Various biological factors, such as diseases, aging, and immunity, are known to have significant effects on the cellular structure on a wide range of tissues. Thus, studying these changes more carefully is of particular interest for many research questions. Recent advances in single-cell RNA sequencing technologies open up the possibility of accurately annotating large numbers of individual cells from a tissue sample, paving the way for differential analysis of cell populations.

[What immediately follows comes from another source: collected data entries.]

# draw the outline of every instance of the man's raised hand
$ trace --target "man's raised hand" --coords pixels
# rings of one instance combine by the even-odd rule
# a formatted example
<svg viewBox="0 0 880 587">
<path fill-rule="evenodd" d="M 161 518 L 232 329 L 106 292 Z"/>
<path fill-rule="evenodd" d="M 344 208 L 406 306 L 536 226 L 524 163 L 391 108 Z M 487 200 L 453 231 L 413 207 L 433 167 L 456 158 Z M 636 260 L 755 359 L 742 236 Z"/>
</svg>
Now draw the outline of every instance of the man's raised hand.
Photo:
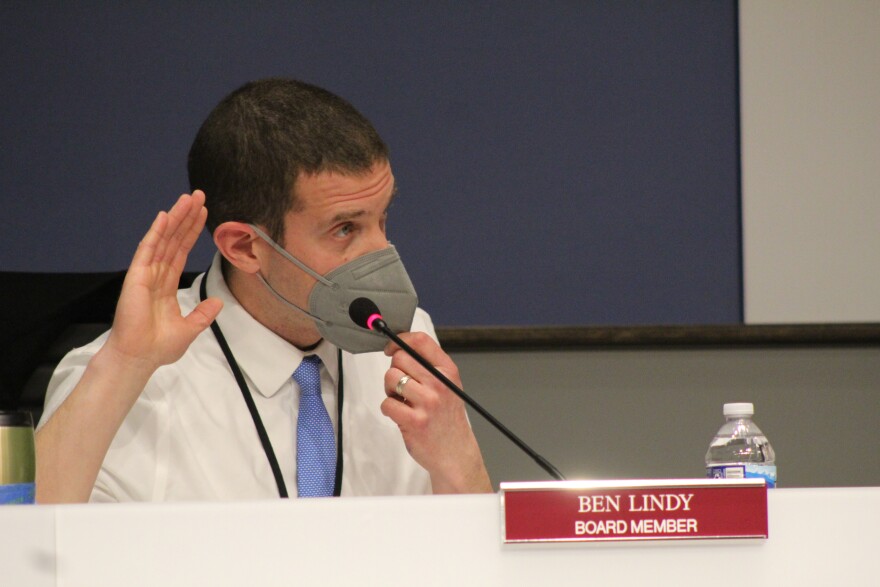
<svg viewBox="0 0 880 587">
<path fill-rule="evenodd" d="M 125 276 L 106 352 L 153 371 L 183 356 L 217 317 L 223 303 L 216 298 L 203 301 L 187 316 L 177 301 L 187 255 L 207 215 L 205 194 L 196 190 L 156 216 Z"/>
</svg>

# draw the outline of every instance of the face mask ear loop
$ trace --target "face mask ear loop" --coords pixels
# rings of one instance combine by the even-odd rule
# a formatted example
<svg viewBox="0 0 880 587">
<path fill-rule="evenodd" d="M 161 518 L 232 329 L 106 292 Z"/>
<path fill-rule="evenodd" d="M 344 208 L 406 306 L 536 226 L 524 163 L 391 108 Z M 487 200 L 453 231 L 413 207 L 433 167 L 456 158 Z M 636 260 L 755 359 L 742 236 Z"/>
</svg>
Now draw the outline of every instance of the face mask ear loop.
<svg viewBox="0 0 880 587">
<path fill-rule="evenodd" d="M 282 296 L 277 291 L 275 291 L 275 288 L 272 287 L 271 285 L 269 285 L 269 282 L 266 281 L 266 279 L 262 275 L 260 275 L 259 273 L 257 273 L 257 278 L 263 283 L 263 285 L 266 286 L 266 289 L 268 289 L 272 293 L 272 295 L 274 295 L 276 298 L 278 298 L 279 302 L 281 302 L 282 304 L 284 304 L 285 306 L 287 306 L 288 308 L 290 308 L 292 310 L 296 310 L 300 314 L 304 314 L 305 316 L 308 316 L 309 318 L 311 318 L 315 322 L 319 322 L 320 324 L 323 324 L 324 326 L 327 325 L 327 322 L 325 320 L 321 320 L 320 318 L 318 318 L 317 316 L 315 316 L 311 312 L 307 312 L 306 310 L 303 310 L 302 308 L 300 308 L 299 306 L 297 306 L 293 302 L 285 299 L 285 297 Z"/>
<path fill-rule="evenodd" d="M 269 238 L 269 235 L 267 235 L 265 232 L 263 232 L 262 230 L 260 230 L 256 226 L 254 226 L 253 224 L 248 224 L 248 226 L 253 228 L 254 232 L 257 233 L 257 236 L 260 237 L 261 239 L 263 239 L 264 241 L 266 241 L 267 243 L 269 243 L 269 245 L 273 249 L 275 249 L 282 257 L 284 257 L 285 259 L 287 259 L 288 261 L 290 261 L 291 263 L 293 263 L 294 265 L 296 265 L 297 267 L 299 267 L 300 269 L 302 269 L 303 271 L 305 271 L 306 273 L 308 273 L 309 275 L 314 277 L 316 280 L 320 281 L 321 283 L 323 283 L 327 287 L 332 287 L 333 289 L 336 289 L 337 287 L 339 287 L 336 283 L 333 283 L 332 281 L 330 281 L 329 279 L 327 279 L 326 277 L 324 277 L 320 273 L 313 271 L 310 267 L 305 265 L 302 261 L 300 261 L 299 259 L 297 259 L 293 255 L 291 255 L 290 253 L 285 251 L 284 248 L 281 247 L 281 245 L 279 245 L 278 243 L 273 241 L 271 238 Z M 260 278 L 262 279 L 262 276 Z M 269 287 L 269 289 L 272 290 L 272 292 L 275 293 L 275 295 L 278 295 L 277 292 L 275 292 L 275 290 L 272 289 L 272 286 L 269 286 L 269 284 L 265 280 L 263 280 L 263 283 L 266 283 L 266 285 Z M 281 299 L 284 299 L 284 298 L 281 298 Z M 287 300 L 285 300 L 285 301 L 287 301 Z M 288 303 L 290 303 L 290 302 L 288 302 Z M 306 313 L 308 314 L 308 312 L 306 312 Z M 311 316 L 311 314 L 309 314 L 309 316 Z"/>
</svg>

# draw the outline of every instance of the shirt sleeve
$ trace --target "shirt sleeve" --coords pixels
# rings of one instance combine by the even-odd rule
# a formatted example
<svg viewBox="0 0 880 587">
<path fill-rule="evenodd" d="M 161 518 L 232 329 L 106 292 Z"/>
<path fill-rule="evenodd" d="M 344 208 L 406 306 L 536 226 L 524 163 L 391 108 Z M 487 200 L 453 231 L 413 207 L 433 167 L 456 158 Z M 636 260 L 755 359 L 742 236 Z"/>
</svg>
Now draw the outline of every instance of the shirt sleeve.
<svg viewBox="0 0 880 587">
<path fill-rule="evenodd" d="M 412 330 L 415 332 L 424 332 L 434 340 L 437 340 L 437 333 L 434 331 L 434 321 L 431 320 L 431 316 L 421 308 L 416 308 L 416 313 L 413 316 Z M 439 343 L 439 340 L 437 340 L 437 342 Z"/>
<path fill-rule="evenodd" d="M 91 502 L 164 501 L 167 489 L 168 405 L 154 374 L 104 457 Z"/>
</svg>

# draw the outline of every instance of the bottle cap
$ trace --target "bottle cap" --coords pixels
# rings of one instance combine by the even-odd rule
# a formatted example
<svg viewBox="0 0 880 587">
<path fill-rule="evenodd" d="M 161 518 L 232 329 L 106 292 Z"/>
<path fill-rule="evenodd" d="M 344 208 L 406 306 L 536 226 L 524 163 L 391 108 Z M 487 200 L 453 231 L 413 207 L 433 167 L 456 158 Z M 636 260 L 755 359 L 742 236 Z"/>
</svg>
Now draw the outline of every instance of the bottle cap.
<svg viewBox="0 0 880 587">
<path fill-rule="evenodd" d="M 755 415 L 755 406 L 751 403 L 740 402 L 736 404 L 724 404 L 724 417 L 745 417 Z"/>
<path fill-rule="evenodd" d="M 30 412 L 24 412 L 24 411 L 6 412 L 3 410 L 0 410 L 0 427 L 6 427 L 6 426 L 15 426 L 15 427 L 30 426 L 31 428 L 33 428 L 34 427 L 34 420 L 31 417 Z"/>
</svg>

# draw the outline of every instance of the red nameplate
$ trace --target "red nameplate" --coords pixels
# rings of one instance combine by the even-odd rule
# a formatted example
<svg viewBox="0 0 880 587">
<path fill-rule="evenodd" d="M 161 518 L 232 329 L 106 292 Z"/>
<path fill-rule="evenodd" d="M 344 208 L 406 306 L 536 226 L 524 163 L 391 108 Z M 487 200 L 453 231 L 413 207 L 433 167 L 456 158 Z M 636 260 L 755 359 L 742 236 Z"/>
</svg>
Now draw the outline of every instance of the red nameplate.
<svg viewBox="0 0 880 587">
<path fill-rule="evenodd" d="M 502 483 L 505 542 L 766 538 L 763 479 Z"/>
</svg>

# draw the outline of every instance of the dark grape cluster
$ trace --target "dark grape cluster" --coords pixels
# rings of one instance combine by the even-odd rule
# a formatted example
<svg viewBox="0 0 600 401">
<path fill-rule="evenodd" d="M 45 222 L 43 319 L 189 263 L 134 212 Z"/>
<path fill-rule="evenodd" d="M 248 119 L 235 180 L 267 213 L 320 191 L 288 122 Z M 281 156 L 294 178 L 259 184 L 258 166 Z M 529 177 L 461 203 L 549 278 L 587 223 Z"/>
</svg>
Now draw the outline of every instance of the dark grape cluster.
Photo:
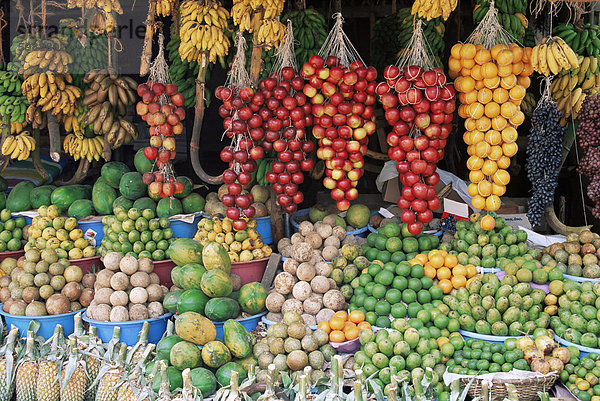
<svg viewBox="0 0 600 401">
<path fill-rule="evenodd" d="M 527 218 L 532 226 L 540 224 L 544 209 L 554 200 L 562 158 L 566 128 L 559 123 L 560 111 L 555 103 L 543 103 L 531 117 L 527 145 L 527 178 L 532 185 Z"/>
<path fill-rule="evenodd" d="M 454 234 L 456 232 L 456 218 L 453 215 L 442 217 L 439 228 Z"/>
<path fill-rule="evenodd" d="M 577 142 L 583 149 L 578 171 L 590 179 L 587 196 L 595 203 L 592 214 L 600 218 L 600 96 L 585 98 L 577 120 Z"/>
</svg>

Compositional data analysis in scRNA-seq

When doing differential population analysis, one property of cell population data is often overlooked. Since all single-cell analysis platforms are limited in their throughput, the number of individual cells in a sample is predetermined. Thus, cell populations are compositional. They can only be determined up to a multiplicative factor, inducing a negative correlative bias between the cell types. Following Aitchison (Journal of the Royal Statistical Society, 1982), compositional data also has to be interpreted in terms of ratios, e.g. with respect to a reference factor.

Features of scCODA

The scCODA model (Büttner, Ostner et al. (2021)) is a model that was specifically designed to perform compositional data analysis in scRNA-seq. Apart from the compositionality of cell population data, there are some other challenges in comparing scRNA-seq populations, which scCODA addresses, including very small sample sizes and multiple comparisons. It allows the user to select any reference cell type in order to see the effects of biological factors from different perspectives.

Because each sample in scRNA-seq usually contains thousands of cells, performing scRNA-seq on a large number of samples is expensive and time-consuming. Thus, there are often very few biological replicates available, and frequentist tests will result in highly uncertain estimates with large confidence intervals. scCODA uses Bayesian modeling and its possibility to include prior beliefs to obtain accurate results even in a low-sample setting.

Also, most biological factors only effect a fraction of the total cell population. It is therefore important to determine the most important changes during the analysis. Since Bayesian analysis does not support the concept of p-values, scCODA instead uses spike-and-slab priors to automatically determine statistically credible effects.

For more detailed information on the scCODA model, see Büttner, Ostner et al. (2021).